Hi,
I’ve been testing the performance of a small algorithm that runs well on the GPU. But to do a comparison between the performance of the CPU and the GPU I started measuring the time it takes for three (essential) operations namely: memory copying (host → device and device → host) and of course the total computation time.
(Hardware: 8800GTX, Intel Q6600, 4GB Ram)
After plotting the results for various input sizes (ranging from 2^1 up to 2^22) I found a few results that I can’t explain. Let me first show a plot of the first 15 tests. I’ve also included bars for the time it takes to cast the input from double to float and back to float after the computation, that’s just because I get the input from other software that only uses doubles, so I can’t get around that for my project.
Questions:
-
the most obvious result is that as soon as the input size is > 768 the time required for copying the input to the device increases heavily, I know that 768 is a returning number for some parts, but I expected the computation to suffer from that, not the memory operations, any explanation?
-
I was also wondering why the time required for the memory operation (device → host) scales linear, but from host → device seems constant for input sizes < 1024 and also for input sizes between 1024 and ~16000. This could be just due to timing differences, but if there’s any other explanation I’d really like to hear.
The code that gets executed on the GPU isn’t very big, namely:
o[index] = const_a * __expf( -(a_m*a_m / const_b) );
for each element. For most input sizes ( 2^10 … 2^22) I’ve calculated the percentages from the total time of all measured operations as in the above figure. In the pie chart below, it can be seen that the actual computation takes about 3% of the total time (6% when ignoring the casting operations). Is this a number that can be expected for such a small GPU function?

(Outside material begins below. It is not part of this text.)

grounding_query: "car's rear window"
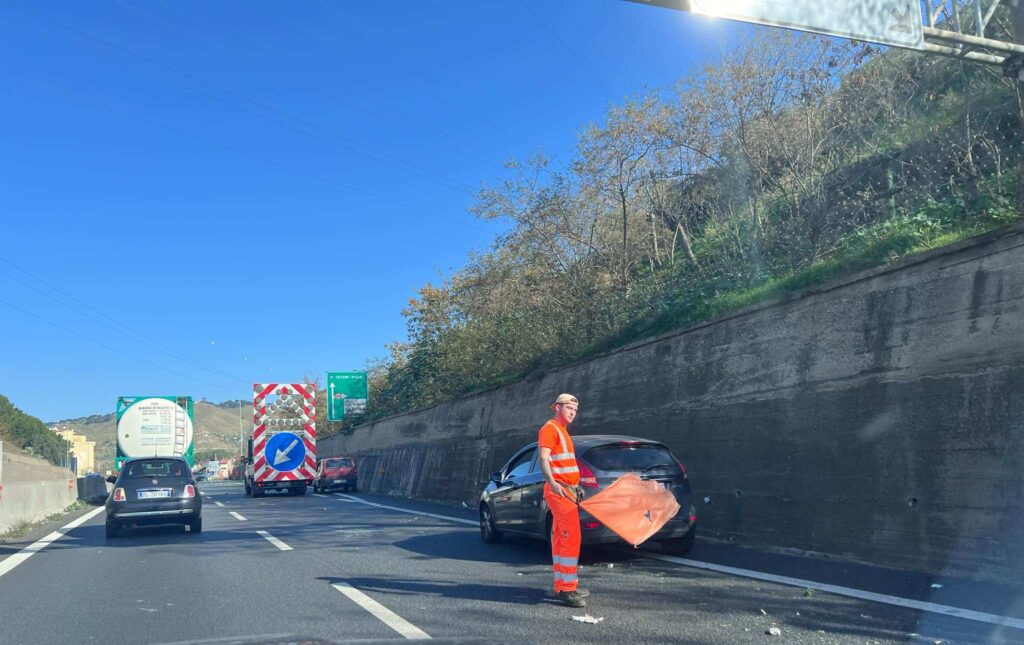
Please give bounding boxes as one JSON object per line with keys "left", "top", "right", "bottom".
{"left": 583, "top": 444, "right": 682, "bottom": 474}
{"left": 326, "top": 458, "right": 354, "bottom": 468}
{"left": 124, "top": 460, "right": 188, "bottom": 479}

This percentage ranges from around 20% to just 1% (@ 4M elements) depending on input size.
In the below figure I’ve plotted the times it takes for the host <-> device memory operations and the actual computation for input sizes > 2^15. Is it correct that I’m seeing such a ‘big’ difference in time between host → device and device → host?
Lastly, the function I used to time the several operations (Linux OS):
#include<time.h>
#include<sys/time.h>
struct timeval tv;
gettimeofday(&tv, NULL);
tt_1 = tv.tv_sec + (tv.tv_usec/1e6);
/* OPERATION */
gettimeofday(&tv, NULL);
tt_2 = tv.tv_sec + (tv.tv_usec/1e6);
timer = tt_2 - tt_1;
I’ve also used cudaThreadSynchronize() after the kernel invocation.
If anyone reached this far, am I talking nonsense or are these things explainable?
Thanks in advance!